As we were about to start, we were all looking at the mist, wondering if we could play in this weather. Calling off a match might be better than a humiliating drubbing. However, the ref met the captains and decided we’d play.
So kickoff starts, and immediately we’re back on our try line. And that’s pretty much where we’d spend most of the game. However, as the game progressed, the other team couldn’t reach our try line.
The one memorable thing to our advantage was the mist. It was so heavy that when the ball was kicked up, there would be a 5 second respite until it came to earth again. It sailed into the mist, and remained unseen. So all the players would stop until they could sight the ball again.
Most of the game was spent within 10 metres of our try line. If they scrummed then our backs would add that bit of weight to the forwards to hold the line, and once the ball was out the breakaways and faster forwards would cover the backs. It was brilliant teamwork. We’d push the ball out, 10 metres for a scrum, or closer for a lineout if the ball was run out.
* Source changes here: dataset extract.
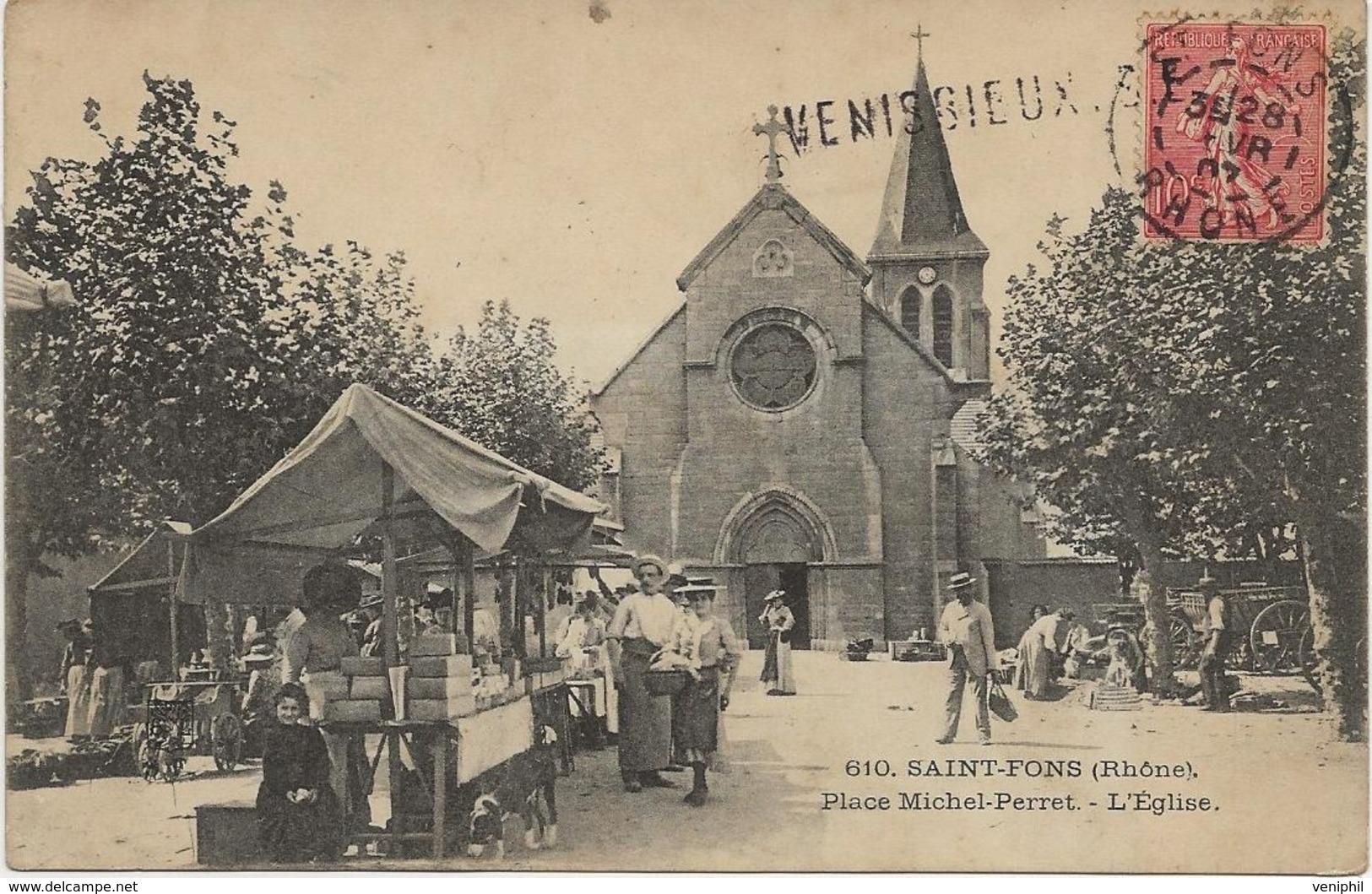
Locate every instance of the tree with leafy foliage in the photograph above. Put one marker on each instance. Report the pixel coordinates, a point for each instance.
(500, 387)
(204, 344)
(158, 387)
(1207, 398)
But no matter what the play, they couldn’t score.
At the end of the game the score was “nil all”. We didn’t win, but we held our own against a much better team. And sometimes that is what it takes to win – excellent teamwork, covering for others when needed, and recognizing that every person on the team can contribute, and every person on the team should always be valued.
Even in Odyssey with our 200 plus staff, we still run it as a team. Every team member is valued. Every team member has an important contribution. Working together as a team is, in itself, a rewarding experience.